Ainsi le principal enseignement est qu'il me parait indispensable de travailler en séquence ou en série photographique. Commençons pas le début, combien de photos faut-il pour avoir un bon nombre sur une série ? Combien de photos sont trop ? Je pense qu'au delà de 25 on atteint déjà le maximum et s'il n'y a pas de raison valable de poursuivre pour le spectateur (dans un livre par exemple), il n'ira pas au delà. 15 me parait être un bon chiffre.
Bien sûr pour une commande photographique vous pourrez livrer vos photos de manière chronologique et certainement plus de 15 ou 25. Mais c'est simplement parce que c'est le client qui assemble les séquences et transmet les émotions (le plus souvent "aimez-moi" est l'émotion souhaitée par le client, et les photos sont un moyen de la suggérer).
Mais assez vite vous vous rendrez compte que la séquence chronologique n'est que très rarement adoptée dans une série de photos. L'enchaînement des photos doit impérativement être pensé, comme une séquence d'émotions qui se répondent entre elles. Par exemple d'abord un plan large pour situer, puis une photo majeure qui caractérise la série, puis un détail qui donne de la profondeur. Et vous commencerez alors à regarder chaque photo individuelle différemment selon son emplacement dans la séquence.
Cette photo serait interprétée différemment selon le contexte et la séquence
Un projet photographique est une histoire
Si vous ne devez retenir qu'une seule chose de l'effet Kuleshov, c'est que si vous voulez progresser vous finirez tôt ou tard par travailler sur un projet photographique. Nous avons vu que ce projet serait le contexte que vous donnerez à vos photos, et que par la séquence chaque photo verra l'émotion qu'elle provoque transformée. C'est ainsi parce que vous ne trouverez pas de différence fondamentale entre un film et un projet photo, si ce n'est que dans ce dernier vous devrez tourner des pages ou bouger vos pieds dans une expo. Un projet photo est une histoire.
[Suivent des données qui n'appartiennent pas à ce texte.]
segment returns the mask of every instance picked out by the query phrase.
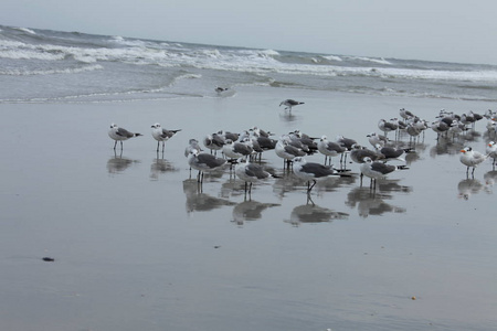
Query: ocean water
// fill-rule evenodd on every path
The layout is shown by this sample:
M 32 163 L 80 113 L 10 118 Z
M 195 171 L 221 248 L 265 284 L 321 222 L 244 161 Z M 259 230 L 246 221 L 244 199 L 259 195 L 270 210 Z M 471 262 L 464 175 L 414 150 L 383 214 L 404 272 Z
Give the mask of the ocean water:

Tous les photographes ne conçoivent pas la prise de vue en fonction d'un projet, avant d'effectivement photographier. Gary Winogrand par exemple a continué toute sa vie à photographier dans les rues de New York, abandonnant le travail par projet de ses débuts. Il finit sa vie avec plus de 100 000 clichés non développés, qui ont fait le bonheur de ceux qui ont pu s'y plonger, mais tout son travail n'en reste pas moins une histoire : celle du photographe, de là où il était, de ce qu'il a vu et su capturer. La valeur documentaire de son travail est indéniable.
Ainsi même si vous décidez d'assembler des photos dans un projet photographique à partir d'une série de photos qui "se ressemblent" ou adoptent la même technique, le projet restera une histoire. À minima l'histoire racontée sera celle du photographe.
Les méthodes de narration sont innombrables et sont directement accessibles par un moyen simple : les livres photo :) Mais si vous voulez progresser en photographie, il me semble que vous ne pouvez y couper : vous devrez apprendre les méthodes de narration pour choisir celle qui convient le mieux à votre histoire.